The guidelines advise optometrists and optometric practice staff to adopt measures to minimise the risk of transmission of infection. These include appropriate hand-washing, staff vaccination, single use instruments and equipment, appropriate disposal of waste, appropriate methods of reprocessing where items are reused, routine employment of standard infection control precautions and application of more rigorous procedures for people known to be infected or immune-suppressed such as those with AIDS, undergoing chemotherapy or who have recently had an organ transplant.

New information

‘There is a new table on levels of disinfection according to type of micro-organism. The table on recommended cleaning and disinfection procedures has been updated, including additional instruments such as Mastrota paddle and ultrasound pachymeter,’ Dr Kiely said.

‘Optometrists should be alert to new guidelines issued by the Australian Government Department of Health regarding diseases, such as pandemic influenza, Zika virus or Ebola. We added a section on Ebola due to a recent report of the detection of viable Ebola virus in the aqueous humour of a patient with successfully treated Ebola virus disease.

‘We discussed alternatives to the use of gloves where there are concerns about touching potentially infected surfaces. Finger cots, which may be sterile or non-sterile, or no-touch techniques using cotton-tipped applicators can be used instead of gloves but it is at the discretion of the optometrist.
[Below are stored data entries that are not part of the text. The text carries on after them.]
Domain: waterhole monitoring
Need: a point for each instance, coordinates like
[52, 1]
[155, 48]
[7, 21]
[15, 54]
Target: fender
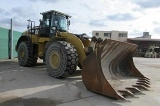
[23, 38]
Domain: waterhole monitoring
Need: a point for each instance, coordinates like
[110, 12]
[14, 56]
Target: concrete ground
[32, 86]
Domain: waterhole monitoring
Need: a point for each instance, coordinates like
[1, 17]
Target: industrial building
[144, 42]
[5, 42]
[114, 35]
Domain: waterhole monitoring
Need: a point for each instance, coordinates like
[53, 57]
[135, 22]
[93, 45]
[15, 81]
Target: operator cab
[53, 21]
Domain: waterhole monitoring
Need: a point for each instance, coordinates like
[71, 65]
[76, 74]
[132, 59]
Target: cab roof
[56, 12]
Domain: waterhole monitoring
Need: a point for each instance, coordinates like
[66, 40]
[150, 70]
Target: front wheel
[61, 59]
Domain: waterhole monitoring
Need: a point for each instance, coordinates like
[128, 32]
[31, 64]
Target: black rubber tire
[68, 59]
[28, 59]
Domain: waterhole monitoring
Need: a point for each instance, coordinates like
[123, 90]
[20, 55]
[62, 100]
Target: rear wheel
[61, 59]
[25, 57]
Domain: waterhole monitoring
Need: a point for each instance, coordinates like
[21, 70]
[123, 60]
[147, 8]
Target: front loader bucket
[110, 70]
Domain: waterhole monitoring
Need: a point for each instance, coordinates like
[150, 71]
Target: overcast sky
[134, 16]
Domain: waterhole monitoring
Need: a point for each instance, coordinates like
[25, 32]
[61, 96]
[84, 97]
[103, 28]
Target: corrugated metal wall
[4, 38]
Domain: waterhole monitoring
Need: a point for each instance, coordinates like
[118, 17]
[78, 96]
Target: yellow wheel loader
[107, 66]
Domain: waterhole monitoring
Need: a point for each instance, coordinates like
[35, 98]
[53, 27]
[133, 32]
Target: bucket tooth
[109, 70]
[126, 93]
[133, 89]
[140, 87]
[144, 84]
[143, 81]
[144, 78]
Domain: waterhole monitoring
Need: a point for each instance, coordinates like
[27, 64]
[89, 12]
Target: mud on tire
[61, 59]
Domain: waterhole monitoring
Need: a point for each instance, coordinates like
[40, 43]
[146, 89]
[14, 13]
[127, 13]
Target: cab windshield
[60, 22]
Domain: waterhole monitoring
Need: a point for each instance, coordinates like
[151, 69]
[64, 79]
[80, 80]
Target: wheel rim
[54, 60]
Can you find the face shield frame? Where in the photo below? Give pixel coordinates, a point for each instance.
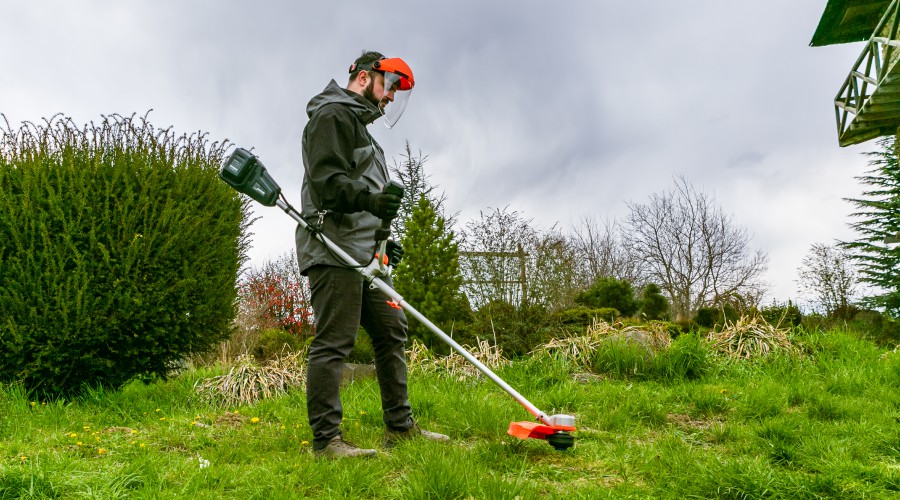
(395, 98)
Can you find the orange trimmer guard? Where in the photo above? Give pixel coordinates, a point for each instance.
(535, 430)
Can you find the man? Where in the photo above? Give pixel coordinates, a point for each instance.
(344, 175)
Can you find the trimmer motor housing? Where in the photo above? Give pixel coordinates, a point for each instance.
(245, 173)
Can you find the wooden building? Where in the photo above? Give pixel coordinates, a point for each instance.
(868, 103)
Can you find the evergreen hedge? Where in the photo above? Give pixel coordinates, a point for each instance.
(119, 252)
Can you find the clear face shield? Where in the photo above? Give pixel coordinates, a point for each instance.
(394, 100)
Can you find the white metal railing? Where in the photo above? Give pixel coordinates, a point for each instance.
(870, 69)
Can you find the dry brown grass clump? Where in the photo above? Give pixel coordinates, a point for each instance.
(749, 337)
(454, 364)
(579, 349)
(248, 382)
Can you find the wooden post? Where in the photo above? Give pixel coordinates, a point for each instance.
(522, 275)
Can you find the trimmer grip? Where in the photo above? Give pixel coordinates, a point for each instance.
(394, 187)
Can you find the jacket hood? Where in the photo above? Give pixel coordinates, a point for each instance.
(333, 93)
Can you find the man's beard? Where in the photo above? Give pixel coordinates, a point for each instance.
(369, 93)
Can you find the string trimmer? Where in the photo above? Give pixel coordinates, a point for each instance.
(244, 172)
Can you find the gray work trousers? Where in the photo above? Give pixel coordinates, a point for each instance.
(342, 301)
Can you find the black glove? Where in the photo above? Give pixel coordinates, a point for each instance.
(382, 205)
(395, 252)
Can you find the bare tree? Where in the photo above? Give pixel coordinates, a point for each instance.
(495, 248)
(828, 275)
(553, 273)
(506, 259)
(602, 252)
(410, 172)
(693, 250)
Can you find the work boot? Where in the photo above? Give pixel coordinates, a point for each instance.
(339, 448)
(392, 437)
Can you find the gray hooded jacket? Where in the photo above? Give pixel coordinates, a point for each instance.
(340, 160)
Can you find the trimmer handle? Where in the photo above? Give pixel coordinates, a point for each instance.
(397, 189)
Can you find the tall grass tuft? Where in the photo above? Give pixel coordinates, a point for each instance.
(749, 337)
(246, 382)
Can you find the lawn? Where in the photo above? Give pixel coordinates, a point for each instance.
(821, 422)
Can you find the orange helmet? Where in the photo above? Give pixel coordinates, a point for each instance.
(399, 68)
(397, 77)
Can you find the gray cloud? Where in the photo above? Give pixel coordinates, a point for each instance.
(557, 110)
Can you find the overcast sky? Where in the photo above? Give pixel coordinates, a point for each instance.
(557, 110)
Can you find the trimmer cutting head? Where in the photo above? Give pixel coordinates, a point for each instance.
(557, 434)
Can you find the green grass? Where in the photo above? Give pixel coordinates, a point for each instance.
(821, 424)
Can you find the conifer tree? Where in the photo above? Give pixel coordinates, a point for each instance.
(877, 220)
(429, 277)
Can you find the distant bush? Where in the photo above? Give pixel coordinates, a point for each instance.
(610, 292)
(516, 330)
(120, 249)
(584, 316)
(275, 342)
(782, 315)
(654, 305)
(712, 317)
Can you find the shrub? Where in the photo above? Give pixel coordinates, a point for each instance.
(782, 315)
(654, 305)
(515, 330)
(428, 277)
(120, 249)
(610, 292)
(713, 317)
(279, 296)
(585, 316)
(274, 342)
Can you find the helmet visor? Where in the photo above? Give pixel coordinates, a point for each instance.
(394, 99)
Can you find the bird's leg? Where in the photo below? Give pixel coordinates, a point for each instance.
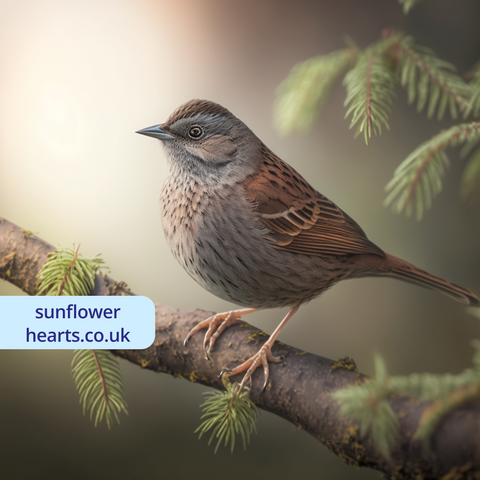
(264, 355)
(216, 325)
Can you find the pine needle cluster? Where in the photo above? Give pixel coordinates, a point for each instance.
(96, 373)
(228, 414)
(369, 403)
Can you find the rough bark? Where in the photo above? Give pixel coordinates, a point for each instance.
(298, 390)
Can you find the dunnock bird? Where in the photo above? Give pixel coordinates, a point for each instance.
(250, 229)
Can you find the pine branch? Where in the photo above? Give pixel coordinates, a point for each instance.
(228, 414)
(68, 273)
(474, 104)
(471, 174)
(418, 179)
(370, 89)
(300, 388)
(431, 80)
(301, 96)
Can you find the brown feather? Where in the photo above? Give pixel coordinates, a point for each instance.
(300, 219)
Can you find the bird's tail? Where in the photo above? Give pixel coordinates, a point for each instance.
(410, 273)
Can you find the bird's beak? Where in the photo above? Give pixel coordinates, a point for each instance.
(156, 132)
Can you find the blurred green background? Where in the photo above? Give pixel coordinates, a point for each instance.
(78, 78)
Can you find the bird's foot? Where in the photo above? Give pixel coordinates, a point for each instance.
(262, 357)
(216, 325)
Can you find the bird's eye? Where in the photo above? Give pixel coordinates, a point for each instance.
(195, 132)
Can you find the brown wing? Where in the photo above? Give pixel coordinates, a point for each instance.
(300, 219)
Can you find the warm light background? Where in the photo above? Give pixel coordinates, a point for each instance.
(78, 78)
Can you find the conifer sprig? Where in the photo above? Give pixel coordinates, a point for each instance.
(228, 414)
(370, 89)
(418, 179)
(368, 403)
(428, 78)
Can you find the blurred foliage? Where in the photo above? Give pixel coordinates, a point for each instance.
(369, 404)
(408, 4)
(228, 414)
(370, 80)
(419, 177)
(302, 95)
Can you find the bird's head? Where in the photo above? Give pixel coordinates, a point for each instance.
(205, 140)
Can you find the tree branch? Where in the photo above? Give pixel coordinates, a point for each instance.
(299, 389)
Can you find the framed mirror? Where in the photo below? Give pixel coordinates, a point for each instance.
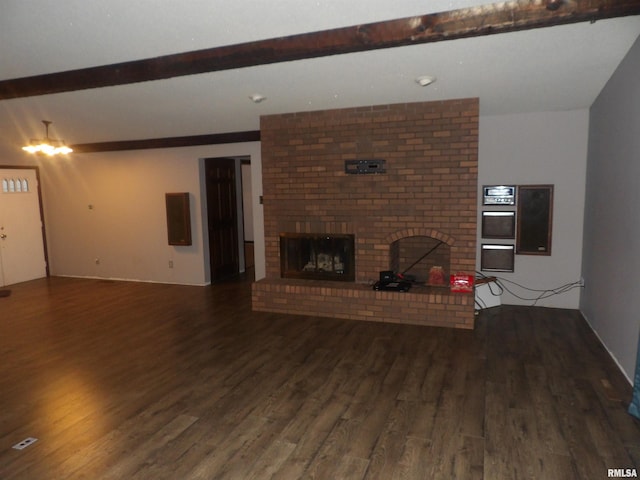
(178, 218)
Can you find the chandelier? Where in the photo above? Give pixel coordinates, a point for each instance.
(47, 146)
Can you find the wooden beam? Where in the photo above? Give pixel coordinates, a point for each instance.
(463, 23)
(168, 142)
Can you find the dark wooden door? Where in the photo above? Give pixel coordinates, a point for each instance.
(222, 217)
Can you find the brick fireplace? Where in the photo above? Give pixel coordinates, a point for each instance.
(424, 199)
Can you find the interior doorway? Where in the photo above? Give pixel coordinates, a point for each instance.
(225, 197)
(22, 236)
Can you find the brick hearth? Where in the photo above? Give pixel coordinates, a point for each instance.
(429, 190)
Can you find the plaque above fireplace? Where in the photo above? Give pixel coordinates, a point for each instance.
(317, 256)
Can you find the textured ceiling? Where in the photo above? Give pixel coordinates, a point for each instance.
(557, 68)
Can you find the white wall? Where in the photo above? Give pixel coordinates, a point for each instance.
(111, 207)
(540, 148)
(611, 299)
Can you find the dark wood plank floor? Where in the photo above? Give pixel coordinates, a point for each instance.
(145, 381)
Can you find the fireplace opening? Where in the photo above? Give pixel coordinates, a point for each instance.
(425, 259)
(317, 256)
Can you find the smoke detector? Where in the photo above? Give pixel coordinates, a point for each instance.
(425, 80)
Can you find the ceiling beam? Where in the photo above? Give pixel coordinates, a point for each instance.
(168, 142)
(463, 23)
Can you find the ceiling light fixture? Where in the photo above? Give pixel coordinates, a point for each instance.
(425, 80)
(47, 146)
(257, 98)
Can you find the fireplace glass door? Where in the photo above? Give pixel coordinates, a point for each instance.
(317, 256)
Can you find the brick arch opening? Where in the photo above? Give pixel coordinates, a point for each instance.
(422, 254)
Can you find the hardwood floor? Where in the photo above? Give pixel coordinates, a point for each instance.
(146, 381)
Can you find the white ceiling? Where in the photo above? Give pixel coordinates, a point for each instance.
(558, 68)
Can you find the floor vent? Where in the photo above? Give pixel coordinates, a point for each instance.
(25, 443)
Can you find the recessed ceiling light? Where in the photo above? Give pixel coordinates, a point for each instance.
(425, 80)
(257, 98)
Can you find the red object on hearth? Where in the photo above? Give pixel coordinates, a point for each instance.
(461, 283)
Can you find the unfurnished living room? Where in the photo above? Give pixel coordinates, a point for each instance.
(319, 239)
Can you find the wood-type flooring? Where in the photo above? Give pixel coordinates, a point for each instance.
(121, 380)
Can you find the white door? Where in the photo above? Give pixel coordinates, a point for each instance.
(21, 236)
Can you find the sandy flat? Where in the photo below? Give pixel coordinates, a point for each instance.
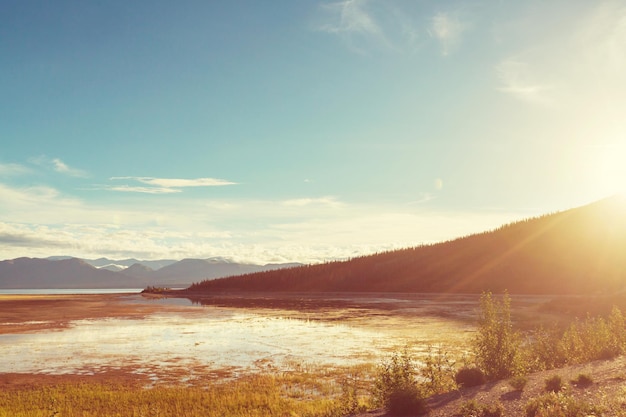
(27, 313)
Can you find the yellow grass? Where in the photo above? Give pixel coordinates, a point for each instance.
(293, 394)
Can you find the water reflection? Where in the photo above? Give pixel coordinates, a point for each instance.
(212, 338)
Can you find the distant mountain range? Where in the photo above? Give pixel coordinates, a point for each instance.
(67, 272)
(578, 251)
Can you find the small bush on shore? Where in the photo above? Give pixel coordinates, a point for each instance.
(396, 386)
(554, 384)
(472, 408)
(496, 345)
(582, 380)
(560, 405)
(518, 383)
(469, 377)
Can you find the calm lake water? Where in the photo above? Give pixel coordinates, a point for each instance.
(205, 339)
(69, 291)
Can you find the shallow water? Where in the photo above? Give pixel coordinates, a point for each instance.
(207, 339)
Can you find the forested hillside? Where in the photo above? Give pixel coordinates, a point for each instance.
(578, 251)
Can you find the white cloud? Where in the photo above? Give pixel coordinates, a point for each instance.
(351, 17)
(260, 231)
(303, 202)
(447, 29)
(59, 166)
(516, 79)
(145, 190)
(165, 185)
(13, 169)
(371, 25)
(354, 24)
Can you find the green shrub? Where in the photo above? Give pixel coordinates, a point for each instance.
(438, 372)
(406, 401)
(496, 345)
(493, 410)
(554, 384)
(471, 408)
(560, 405)
(469, 377)
(518, 383)
(543, 350)
(396, 388)
(582, 380)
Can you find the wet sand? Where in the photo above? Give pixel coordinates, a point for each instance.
(29, 313)
(395, 315)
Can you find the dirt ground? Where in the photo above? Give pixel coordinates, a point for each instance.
(29, 313)
(608, 387)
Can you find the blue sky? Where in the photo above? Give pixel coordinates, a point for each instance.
(300, 130)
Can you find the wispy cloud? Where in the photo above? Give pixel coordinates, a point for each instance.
(13, 169)
(353, 23)
(516, 79)
(56, 164)
(368, 25)
(350, 16)
(448, 30)
(165, 185)
(304, 202)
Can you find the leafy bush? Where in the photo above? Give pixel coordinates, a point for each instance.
(438, 372)
(554, 384)
(560, 405)
(396, 388)
(406, 401)
(544, 350)
(469, 377)
(496, 345)
(518, 383)
(582, 380)
(471, 408)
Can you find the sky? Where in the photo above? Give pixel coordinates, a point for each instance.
(300, 130)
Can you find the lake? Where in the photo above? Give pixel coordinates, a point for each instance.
(176, 338)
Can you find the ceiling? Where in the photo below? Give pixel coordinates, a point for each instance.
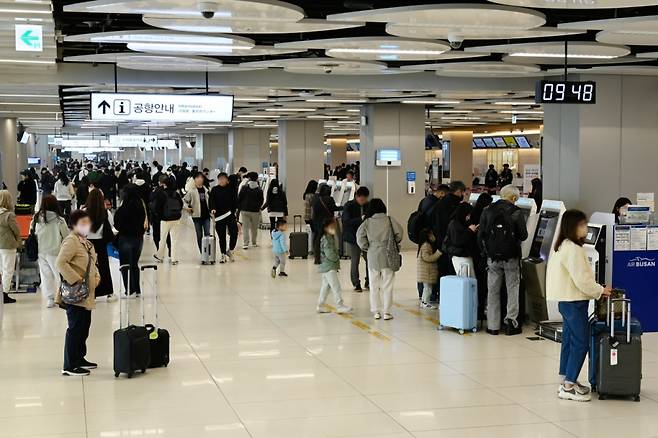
(470, 39)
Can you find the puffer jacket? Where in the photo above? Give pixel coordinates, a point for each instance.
(427, 269)
(372, 236)
(50, 233)
(329, 256)
(72, 264)
(10, 235)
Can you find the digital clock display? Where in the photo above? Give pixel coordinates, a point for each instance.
(565, 92)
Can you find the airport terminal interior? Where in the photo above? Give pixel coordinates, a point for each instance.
(328, 218)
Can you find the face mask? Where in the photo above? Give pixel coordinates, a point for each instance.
(83, 230)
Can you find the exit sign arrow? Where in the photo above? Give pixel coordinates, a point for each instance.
(29, 39)
(104, 106)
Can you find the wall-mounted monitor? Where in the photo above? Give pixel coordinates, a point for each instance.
(388, 157)
(510, 142)
(522, 141)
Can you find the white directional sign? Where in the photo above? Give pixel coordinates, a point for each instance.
(164, 107)
(29, 38)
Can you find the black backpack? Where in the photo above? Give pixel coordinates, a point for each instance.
(501, 243)
(173, 207)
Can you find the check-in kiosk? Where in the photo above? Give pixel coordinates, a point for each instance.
(533, 267)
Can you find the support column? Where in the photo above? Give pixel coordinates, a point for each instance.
(592, 154)
(249, 147)
(394, 126)
(338, 151)
(461, 155)
(301, 146)
(9, 153)
(215, 151)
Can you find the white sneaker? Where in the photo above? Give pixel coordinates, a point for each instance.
(573, 394)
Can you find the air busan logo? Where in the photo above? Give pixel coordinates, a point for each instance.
(641, 262)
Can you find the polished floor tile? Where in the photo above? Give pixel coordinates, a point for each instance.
(250, 358)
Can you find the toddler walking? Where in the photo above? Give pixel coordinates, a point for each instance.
(279, 247)
(329, 266)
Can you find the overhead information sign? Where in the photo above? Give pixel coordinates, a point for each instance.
(161, 107)
(29, 38)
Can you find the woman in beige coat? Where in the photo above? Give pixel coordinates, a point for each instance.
(72, 261)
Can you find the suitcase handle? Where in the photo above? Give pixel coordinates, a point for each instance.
(294, 223)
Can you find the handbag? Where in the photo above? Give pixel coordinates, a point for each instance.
(77, 292)
(393, 250)
(32, 243)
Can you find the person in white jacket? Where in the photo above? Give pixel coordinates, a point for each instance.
(50, 229)
(570, 281)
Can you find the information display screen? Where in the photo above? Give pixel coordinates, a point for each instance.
(583, 92)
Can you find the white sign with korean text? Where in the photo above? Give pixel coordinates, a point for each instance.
(161, 107)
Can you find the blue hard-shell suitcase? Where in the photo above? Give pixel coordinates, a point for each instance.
(459, 303)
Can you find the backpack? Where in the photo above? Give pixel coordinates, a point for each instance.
(172, 208)
(501, 243)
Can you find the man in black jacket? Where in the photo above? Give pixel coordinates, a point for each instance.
(502, 229)
(250, 201)
(223, 204)
(352, 218)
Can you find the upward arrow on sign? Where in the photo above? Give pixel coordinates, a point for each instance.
(29, 39)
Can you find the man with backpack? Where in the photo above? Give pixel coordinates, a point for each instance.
(168, 205)
(502, 229)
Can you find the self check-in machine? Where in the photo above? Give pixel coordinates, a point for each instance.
(534, 266)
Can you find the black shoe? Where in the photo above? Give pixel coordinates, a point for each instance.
(76, 372)
(88, 365)
(510, 330)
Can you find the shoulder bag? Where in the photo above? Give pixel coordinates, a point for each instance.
(77, 292)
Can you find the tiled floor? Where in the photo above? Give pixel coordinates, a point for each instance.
(250, 358)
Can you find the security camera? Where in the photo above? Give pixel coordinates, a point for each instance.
(207, 9)
(455, 41)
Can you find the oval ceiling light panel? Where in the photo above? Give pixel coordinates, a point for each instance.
(374, 48)
(228, 9)
(577, 4)
(157, 36)
(449, 15)
(476, 69)
(329, 66)
(576, 50)
(473, 32)
(223, 25)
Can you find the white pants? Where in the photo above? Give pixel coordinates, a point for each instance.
(7, 266)
(166, 228)
(381, 288)
(458, 262)
(49, 275)
(330, 281)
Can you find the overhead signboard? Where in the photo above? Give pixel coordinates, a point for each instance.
(29, 38)
(161, 107)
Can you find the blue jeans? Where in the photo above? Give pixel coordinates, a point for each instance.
(575, 338)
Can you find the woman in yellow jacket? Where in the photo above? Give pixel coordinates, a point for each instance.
(76, 253)
(570, 281)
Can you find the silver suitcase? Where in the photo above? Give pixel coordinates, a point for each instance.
(209, 246)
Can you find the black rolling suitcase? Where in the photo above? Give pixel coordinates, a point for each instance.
(158, 337)
(298, 239)
(132, 351)
(619, 365)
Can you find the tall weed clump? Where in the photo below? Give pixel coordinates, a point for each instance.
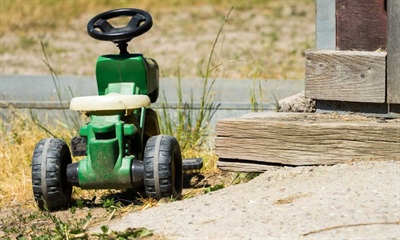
(190, 125)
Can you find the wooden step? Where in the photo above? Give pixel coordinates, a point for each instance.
(256, 142)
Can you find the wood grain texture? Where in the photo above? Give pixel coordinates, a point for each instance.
(393, 48)
(352, 76)
(304, 139)
(361, 25)
(325, 24)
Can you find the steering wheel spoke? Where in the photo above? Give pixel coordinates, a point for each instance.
(136, 21)
(104, 25)
(99, 28)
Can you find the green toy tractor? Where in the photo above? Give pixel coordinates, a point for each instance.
(122, 144)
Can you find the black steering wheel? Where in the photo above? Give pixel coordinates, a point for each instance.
(140, 23)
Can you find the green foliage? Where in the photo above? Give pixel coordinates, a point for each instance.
(243, 177)
(110, 204)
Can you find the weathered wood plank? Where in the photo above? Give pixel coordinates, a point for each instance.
(305, 139)
(361, 25)
(393, 57)
(346, 76)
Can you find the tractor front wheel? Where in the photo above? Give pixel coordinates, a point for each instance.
(49, 174)
(163, 174)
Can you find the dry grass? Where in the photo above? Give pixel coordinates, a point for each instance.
(18, 137)
(263, 39)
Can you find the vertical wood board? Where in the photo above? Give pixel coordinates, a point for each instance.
(346, 76)
(361, 25)
(325, 25)
(393, 49)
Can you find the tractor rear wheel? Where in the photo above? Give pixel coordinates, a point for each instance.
(163, 174)
(51, 189)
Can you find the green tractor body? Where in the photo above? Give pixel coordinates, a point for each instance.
(121, 144)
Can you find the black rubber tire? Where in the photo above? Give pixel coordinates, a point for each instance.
(51, 188)
(163, 174)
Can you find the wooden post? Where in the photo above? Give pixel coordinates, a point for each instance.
(361, 25)
(393, 49)
(325, 25)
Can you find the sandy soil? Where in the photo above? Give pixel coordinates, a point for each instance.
(357, 200)
(266, 42)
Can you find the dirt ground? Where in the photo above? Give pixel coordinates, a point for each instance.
(355, 200)
(266, 41)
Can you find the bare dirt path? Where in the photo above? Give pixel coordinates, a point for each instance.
(359, 200)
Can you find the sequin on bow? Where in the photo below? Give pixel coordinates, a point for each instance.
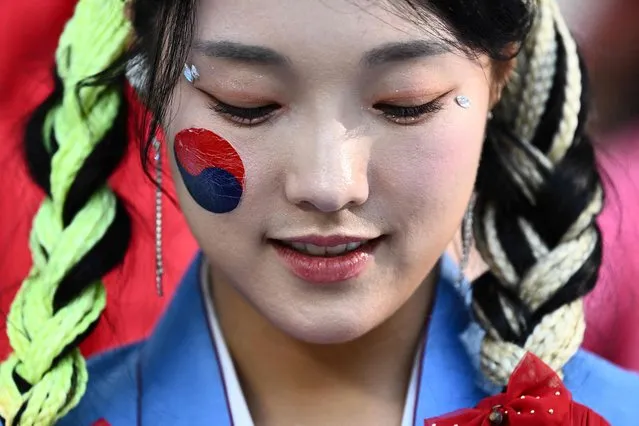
(535, 395)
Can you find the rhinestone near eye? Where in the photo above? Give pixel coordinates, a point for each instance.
(463, 101)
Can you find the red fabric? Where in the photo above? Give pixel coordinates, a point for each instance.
(29, 33)
(535, 395)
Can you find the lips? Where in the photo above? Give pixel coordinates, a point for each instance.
(322, 250)
(324, 260)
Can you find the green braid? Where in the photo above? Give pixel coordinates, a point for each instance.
(92, 40)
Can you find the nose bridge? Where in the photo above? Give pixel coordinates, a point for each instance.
(329, 167)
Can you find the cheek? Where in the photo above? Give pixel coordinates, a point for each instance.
(429, 176)
(212, 170)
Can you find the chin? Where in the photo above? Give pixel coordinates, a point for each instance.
(325, 329)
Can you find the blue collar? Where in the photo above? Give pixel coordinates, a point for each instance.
(181, 379)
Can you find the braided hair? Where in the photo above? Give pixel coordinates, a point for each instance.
(537, 191)
(538, 194)
(73, 142)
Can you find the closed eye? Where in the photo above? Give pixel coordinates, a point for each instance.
(244, 116)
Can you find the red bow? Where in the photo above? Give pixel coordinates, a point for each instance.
(535, 396)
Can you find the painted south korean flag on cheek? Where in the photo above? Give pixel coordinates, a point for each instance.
(211, 168)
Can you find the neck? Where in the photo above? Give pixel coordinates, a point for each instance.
(284, 378)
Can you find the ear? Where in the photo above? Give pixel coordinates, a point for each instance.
(501, 73)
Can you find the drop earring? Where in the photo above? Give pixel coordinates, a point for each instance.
(467, 240)
(159, 267)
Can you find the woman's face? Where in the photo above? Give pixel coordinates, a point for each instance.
(344, 118)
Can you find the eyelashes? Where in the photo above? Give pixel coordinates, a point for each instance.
(244, 116)
(398, 114)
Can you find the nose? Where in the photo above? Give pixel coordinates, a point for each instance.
(328, 169)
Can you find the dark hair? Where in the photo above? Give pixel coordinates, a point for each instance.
(538, 190)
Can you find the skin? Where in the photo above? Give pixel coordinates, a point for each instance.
(328, 162)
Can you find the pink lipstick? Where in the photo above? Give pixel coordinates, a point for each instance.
(325, 260)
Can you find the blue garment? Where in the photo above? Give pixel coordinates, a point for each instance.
(174, 378)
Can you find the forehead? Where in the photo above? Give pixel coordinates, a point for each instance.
(339, 28)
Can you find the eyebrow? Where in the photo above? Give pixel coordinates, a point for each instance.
(240, 52)
(261, 55)
(404, 51)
‘We provided information for interest about the relevance to optometry of the Bare below the elbows policy, where hand hygiene is improved when hands and forearms are free of jewellery and sleeves are above the elbow, she said.

‘NHMRC guidelines recommend that nail polish, if worn, should not be chipped and should be removed every four days.

‘We also added, for information, although no recommendations were made for optometry because the study was from a large teaching hospital, that white coats, long sleeves and items of clothing not regularly laundered such as jumpers, suit jackets, ties and so on can be routes for patient to patient transmission of pathogens such as Staphylococcus aureus.